Le problème que le professeur Clifford s’était d’assez bonne heure posé est non pas précisément, comme plusieurs de ses critiques l’ont indiqué, celui des existences en soi, mais bien celui de la distinction entre le sujet et l’objet de la pensée. Que les deux problèmes soient connexes, que même le second conduise inévitablement à toucher au premier, l’exemple du pénétrant auteur le prouve. Mais à la rigueur on peut concevoir un objet qui s’oppose aussi fortement que possible au sujet qui en a connaissance sans rompre pour cela le cercle des phénomènes. D’ailleurs nous ne saurions trop scrupuleusement dessiner la ligne que la pensée de notre métaphysicien a pu suivre, de sorte qu’à notre tour nous puissions refaire exactement le chemin qu’elle a parcouru.

Dès le 7 février 1874 parut à l’Academy un article, du reste peu remarqué, où le professeur Clifford jetait rapidement l’idée première, qu’il devait reprendre et développer si heureusement.

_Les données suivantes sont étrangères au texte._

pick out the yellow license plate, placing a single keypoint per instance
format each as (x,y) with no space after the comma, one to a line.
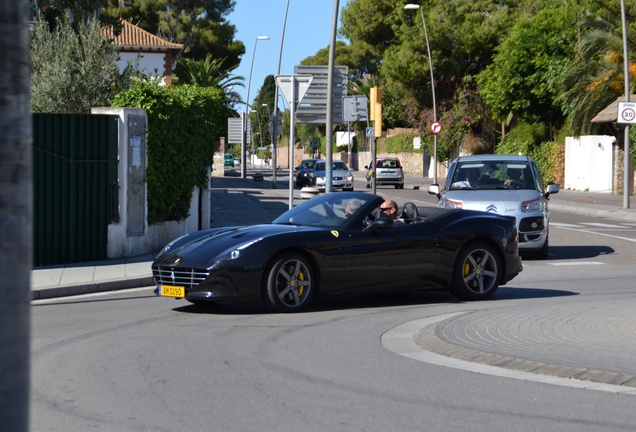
(171,291)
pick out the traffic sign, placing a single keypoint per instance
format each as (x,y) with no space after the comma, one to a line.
(275,121)
(626,112)
(355,108)
(300,83)
(313,109)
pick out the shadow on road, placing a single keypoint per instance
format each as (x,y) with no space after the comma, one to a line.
(372,300)
(572,252)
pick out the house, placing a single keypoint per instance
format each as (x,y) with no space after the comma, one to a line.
(156,55)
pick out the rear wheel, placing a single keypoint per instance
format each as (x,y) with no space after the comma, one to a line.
(477,271)
(290,283)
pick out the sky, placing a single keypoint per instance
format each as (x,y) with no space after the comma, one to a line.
(308,29)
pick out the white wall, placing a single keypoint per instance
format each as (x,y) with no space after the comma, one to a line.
(155,237)
(589,163)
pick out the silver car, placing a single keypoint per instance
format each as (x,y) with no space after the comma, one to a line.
(505,184)
(342,178)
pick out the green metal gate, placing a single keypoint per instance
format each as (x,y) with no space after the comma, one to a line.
(75,191)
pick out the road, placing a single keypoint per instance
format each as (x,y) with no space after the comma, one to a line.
(129,361)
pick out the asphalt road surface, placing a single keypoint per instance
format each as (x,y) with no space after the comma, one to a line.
(129,361)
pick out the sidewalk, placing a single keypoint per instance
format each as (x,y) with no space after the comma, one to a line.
(237,201)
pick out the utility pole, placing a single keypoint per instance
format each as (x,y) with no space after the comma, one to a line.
(15,215)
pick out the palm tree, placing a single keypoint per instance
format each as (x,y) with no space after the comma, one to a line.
(595,78)
(209,72)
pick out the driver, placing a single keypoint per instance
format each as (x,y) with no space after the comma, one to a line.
(352,206)
(389,209)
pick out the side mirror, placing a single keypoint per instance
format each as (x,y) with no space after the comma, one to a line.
(552,188)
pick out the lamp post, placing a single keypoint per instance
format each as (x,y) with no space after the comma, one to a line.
(247,105)
(275,111)
(430,63)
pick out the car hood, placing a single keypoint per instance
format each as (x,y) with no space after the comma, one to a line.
(203,248)
(343,173)
(494,201)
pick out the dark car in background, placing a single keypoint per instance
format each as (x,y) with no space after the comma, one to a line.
(388,171)
(305,175)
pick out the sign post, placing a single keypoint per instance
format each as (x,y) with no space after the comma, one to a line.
(626,112)
(294,88)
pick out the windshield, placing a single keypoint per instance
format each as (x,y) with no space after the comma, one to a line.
(493,175)
(336,211)
(307,164)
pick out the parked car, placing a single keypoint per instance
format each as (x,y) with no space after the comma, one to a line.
(228,160)
(305,175)
(342,178)
(322,247)
(388,171)
(496,190)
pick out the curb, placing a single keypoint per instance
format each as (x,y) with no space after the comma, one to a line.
(90,288)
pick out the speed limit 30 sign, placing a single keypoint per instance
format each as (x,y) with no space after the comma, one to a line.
(436,127)
(626,112)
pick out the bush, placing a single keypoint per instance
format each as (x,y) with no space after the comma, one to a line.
(183,123)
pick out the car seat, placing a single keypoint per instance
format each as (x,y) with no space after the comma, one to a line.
(410,213)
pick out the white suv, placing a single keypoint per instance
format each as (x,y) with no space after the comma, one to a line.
(388,172)
(508,185)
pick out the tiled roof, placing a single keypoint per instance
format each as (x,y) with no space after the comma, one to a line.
(610,113)
(132,36)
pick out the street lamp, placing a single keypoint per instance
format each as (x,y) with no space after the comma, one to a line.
(275,111)
(430,62)
(247,105)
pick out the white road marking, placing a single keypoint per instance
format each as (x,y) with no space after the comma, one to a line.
(602,225)
(88,296)
(595,232)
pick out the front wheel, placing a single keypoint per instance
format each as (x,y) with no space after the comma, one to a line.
(290,283)
(543,252)
(476,274)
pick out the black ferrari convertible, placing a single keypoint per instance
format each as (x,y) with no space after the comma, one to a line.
(336,243)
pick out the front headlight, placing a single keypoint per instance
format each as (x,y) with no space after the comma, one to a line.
(532,206)
(168,246)
(446,203)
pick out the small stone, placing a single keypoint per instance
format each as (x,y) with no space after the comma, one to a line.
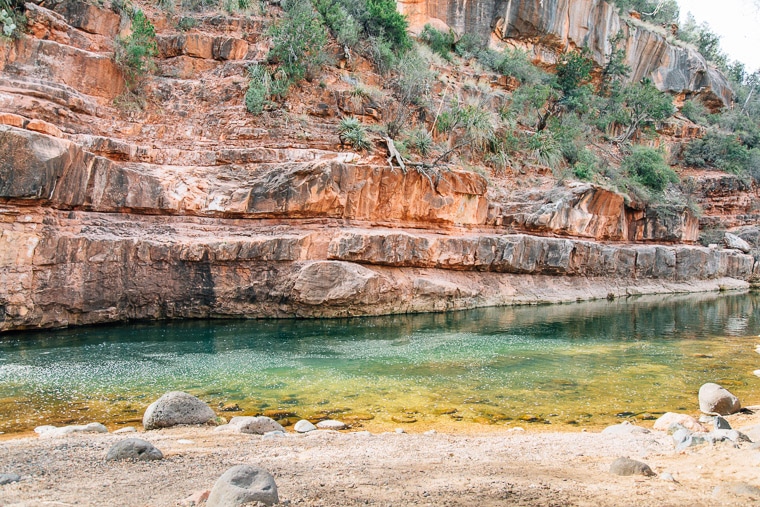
(196,499)
(721,424)
(714,399)
(243,484)
(331,424)
(254,425)
(175,408)
(624,428)
(627,466)
(133,449)
(669,418)
(9,478)
(304,426)
(731,240)
(53,432)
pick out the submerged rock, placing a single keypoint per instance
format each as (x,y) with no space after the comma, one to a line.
(53,431)
(670,418)
(175,408)
(627,466)
(714,399)
(254,425)
(242,485)
(133,449)
(331,424)
(304,426)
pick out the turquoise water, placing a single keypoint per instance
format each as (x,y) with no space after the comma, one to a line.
(579,365)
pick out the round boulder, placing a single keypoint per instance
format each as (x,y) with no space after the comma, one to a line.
(133,449)
(627,466)
(175,408)
(242,485)
(714,399)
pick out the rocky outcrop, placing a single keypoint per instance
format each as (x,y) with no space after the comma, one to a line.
(549,27)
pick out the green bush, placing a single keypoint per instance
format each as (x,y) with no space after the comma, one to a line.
(298,41)
(353,133)
(11,17)
(647,166)
(439,42)
(135,53)
(718,150)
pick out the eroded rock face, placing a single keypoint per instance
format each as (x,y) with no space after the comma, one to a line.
(551,26)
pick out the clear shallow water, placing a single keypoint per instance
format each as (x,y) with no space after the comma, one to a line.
(584,364)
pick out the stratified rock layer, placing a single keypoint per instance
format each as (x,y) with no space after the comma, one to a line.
(551,26)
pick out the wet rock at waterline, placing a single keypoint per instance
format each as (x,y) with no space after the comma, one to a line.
(53,431)
(668,419)
(259,425)
(331,424)
(175,408)
(304,426)
(627,466)
(133,449)
(9,478)
(736,243)
(714,399)
(242,485)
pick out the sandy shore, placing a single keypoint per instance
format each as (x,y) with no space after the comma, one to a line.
(326,468)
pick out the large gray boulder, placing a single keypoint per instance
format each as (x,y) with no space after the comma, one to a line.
(133,449)
(714,399)
(175,408)
(243,484)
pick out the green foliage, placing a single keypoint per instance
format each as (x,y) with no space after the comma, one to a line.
(353,133)
(647,166)
(384,20)
(186,23)
(298,41)
(654,11)
(420,141)
(706,41)
(135,52)
(344,27)
(11,18)
(259,89)
(440,42)
(718,150)
(695,111)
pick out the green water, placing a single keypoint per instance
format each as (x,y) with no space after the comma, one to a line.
(578,365)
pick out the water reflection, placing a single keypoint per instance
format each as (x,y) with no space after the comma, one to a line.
(578,363)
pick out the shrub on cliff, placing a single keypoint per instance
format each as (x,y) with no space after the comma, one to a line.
(647,166)
(11,17)
(298,41)
(135,52)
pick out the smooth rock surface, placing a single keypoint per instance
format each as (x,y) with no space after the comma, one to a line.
(133,449)
(304,426)
(52,431)
(331,424)
(714,399)
(241,485)
(664,422)
(254,425)
(627,466)
(9,478)
(175,408)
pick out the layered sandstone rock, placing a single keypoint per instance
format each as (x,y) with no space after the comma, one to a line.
(549,27)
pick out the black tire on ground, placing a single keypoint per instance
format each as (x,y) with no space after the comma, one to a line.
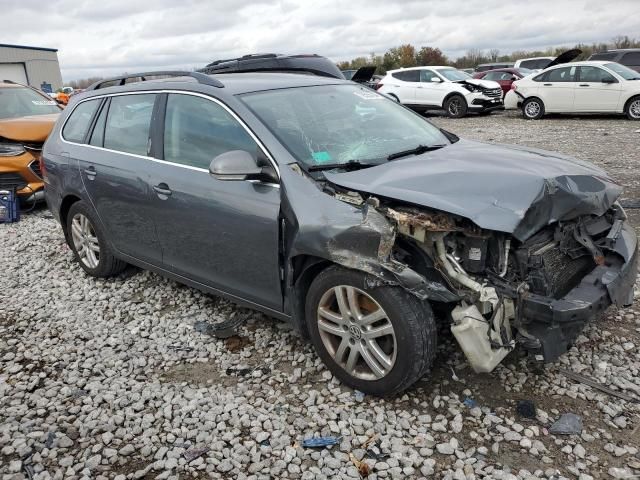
(412,320)
(533,108)
(632,108)
(107,265)
(455,106)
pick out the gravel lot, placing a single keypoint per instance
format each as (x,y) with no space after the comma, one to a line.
(110,379)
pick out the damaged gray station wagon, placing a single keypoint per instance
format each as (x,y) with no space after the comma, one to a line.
(322,202)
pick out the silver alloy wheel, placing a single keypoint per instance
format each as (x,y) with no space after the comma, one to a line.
(85,240)
(356,332)
(454,107)
(532,109)
(634,109)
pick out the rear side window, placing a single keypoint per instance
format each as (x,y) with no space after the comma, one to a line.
(78,123)
(595,74)
(407,75)
(128,123)
(535,64)
(197,130)
(631,59)
(566,74)
(97,136)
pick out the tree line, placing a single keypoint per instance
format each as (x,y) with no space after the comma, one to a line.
(409,56)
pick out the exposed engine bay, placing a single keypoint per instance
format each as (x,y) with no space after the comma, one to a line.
(492,274)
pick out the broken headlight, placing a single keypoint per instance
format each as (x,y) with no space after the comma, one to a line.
(11,149)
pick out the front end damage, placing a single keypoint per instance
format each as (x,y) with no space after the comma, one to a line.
(538,293)
(498,291)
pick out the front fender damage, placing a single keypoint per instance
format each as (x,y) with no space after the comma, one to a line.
(354,233)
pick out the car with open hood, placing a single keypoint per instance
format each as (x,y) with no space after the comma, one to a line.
(578,87)
(26,119)
(321,202)
(434,88)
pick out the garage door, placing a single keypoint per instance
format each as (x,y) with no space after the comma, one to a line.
(14,72)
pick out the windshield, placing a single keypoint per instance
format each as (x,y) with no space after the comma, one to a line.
(18,102)
(337,124)
(623,71)
(454,75)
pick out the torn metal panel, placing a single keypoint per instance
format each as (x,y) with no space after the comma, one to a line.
(358,237)
(508,189)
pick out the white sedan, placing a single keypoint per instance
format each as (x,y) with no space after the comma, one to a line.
(579,87)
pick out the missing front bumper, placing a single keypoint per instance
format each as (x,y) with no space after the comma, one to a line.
(555,323)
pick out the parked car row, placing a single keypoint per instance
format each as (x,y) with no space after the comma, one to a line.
(323,203)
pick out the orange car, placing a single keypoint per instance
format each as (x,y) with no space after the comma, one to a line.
(26,119)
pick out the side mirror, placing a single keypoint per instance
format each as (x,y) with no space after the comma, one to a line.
(239,165)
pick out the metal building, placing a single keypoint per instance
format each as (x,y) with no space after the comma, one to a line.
(34,66)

C’était un compte rendu d’un volume de Lewes : les Problèmes de la vie et de l’esprit. Lewes, tout en proclamant, selon les exigences de l’empirisme, que l’état élémentaire de conscience et de pensée (le feeling,

  1. Les publications philosophiques et scientifiques de W.-K. Clifford ont été réunies et éditées sous le titre : Lectures and Essays (2 vol. , London, 1879). Pour le compte-rendu voir la Revue philosophique, 1830, t.  IX, p. 450 et suiv.